So Jeff finds Frank and his henchmen, and follows him.  You’d think Jeff isn’t very smart, but he actually only does some staking out, which is less dumb and impulsive than you’d think.  He’s also playing both sides of the equation, trying to horn in on Sandy while getting his fix with Dorothy on the side.  He becomes her “special friend”.  But when Frank shows up when Jeff’s leaving her apartment, well, Frank isn’t happy.  He loads Jeff and Sandy up with the boys and they head over to Ben’s – this apparently is the drug den where Dorothy’s kid is.  Ben and Frank pop some pills and do some bizarre karaoke over warming Pabst Blue Ribbon, then it’s off for more joyriding and a savage beating out by the lumbermill.

Every Laura Dern movie ever

Every Laura Dern movie ever

The next day Jeff goes down to the police station to give them some info and realizes that one of the Frank Booth gang is a detective at the very police department, so he brings his information to Sandy’s dad personally.  But when he and Sandy are riding around after a date and they run across a naked and raving Dorothy…well, it kind of puts a strain on the relationship.   It evinces a great number of Laura-Dern-Crying-Faces, and that’s really not a good look.

In the end Jeff ends up going over to Dorothy’s apartment for a final confrontation with Frank (simultaneous with the police raid on Frank’s) where he finds the dirty police officer and presumably Dorothy’s husband dead.  He hides in the closet (for the THIRD time) and kills Frank with the dirty cop’s gun.  I know, it doesn’t really make a lot of sense.  The End.
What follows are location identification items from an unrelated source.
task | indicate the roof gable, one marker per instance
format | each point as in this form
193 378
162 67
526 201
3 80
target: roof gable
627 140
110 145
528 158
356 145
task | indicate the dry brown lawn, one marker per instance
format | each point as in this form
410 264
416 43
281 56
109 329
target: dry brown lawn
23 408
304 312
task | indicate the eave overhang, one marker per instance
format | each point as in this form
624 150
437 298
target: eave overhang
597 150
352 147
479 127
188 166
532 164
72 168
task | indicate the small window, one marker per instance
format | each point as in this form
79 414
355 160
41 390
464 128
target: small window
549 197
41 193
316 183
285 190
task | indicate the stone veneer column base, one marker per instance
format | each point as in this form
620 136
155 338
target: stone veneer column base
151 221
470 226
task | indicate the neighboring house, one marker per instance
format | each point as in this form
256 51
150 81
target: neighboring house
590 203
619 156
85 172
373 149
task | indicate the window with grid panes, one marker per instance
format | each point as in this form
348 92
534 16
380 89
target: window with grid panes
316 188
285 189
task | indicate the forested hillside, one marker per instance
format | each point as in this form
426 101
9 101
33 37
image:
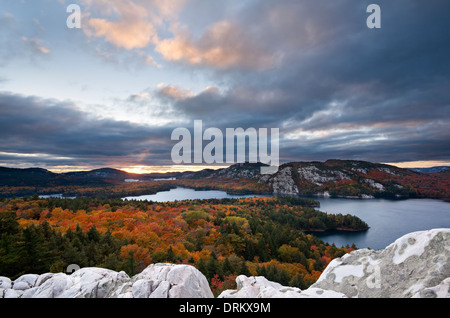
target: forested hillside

In the end, I’m really not a big fan of this movie.  The bottom line is that the plot makes very little sense.  There’s some sort of drug ring with a policeman gone bad, and there’s kidnapping and torture and whatnot all over no particularly good reason.  Few of the characters’ actions make any sense at all, particularly at the ending, where everybody sort of magically ends up in the same place.  There is way too much hiding in the closet for plausibility, and there are about five minutes of scenes just involving Kyle MacLachlan ascending and descending the staircase to Rossellini’s apartment.  The dialogue is stilted.  The acting is almost uniformly horrid.  Kyle MacLachlan is so bad, you’d think David Lynch didn’t notice him at all in Dune, or he’d never have hired him back again.  And there are freaky bad mechanical robins at the end.  Have I covered it?  Yeah, that probably covers it.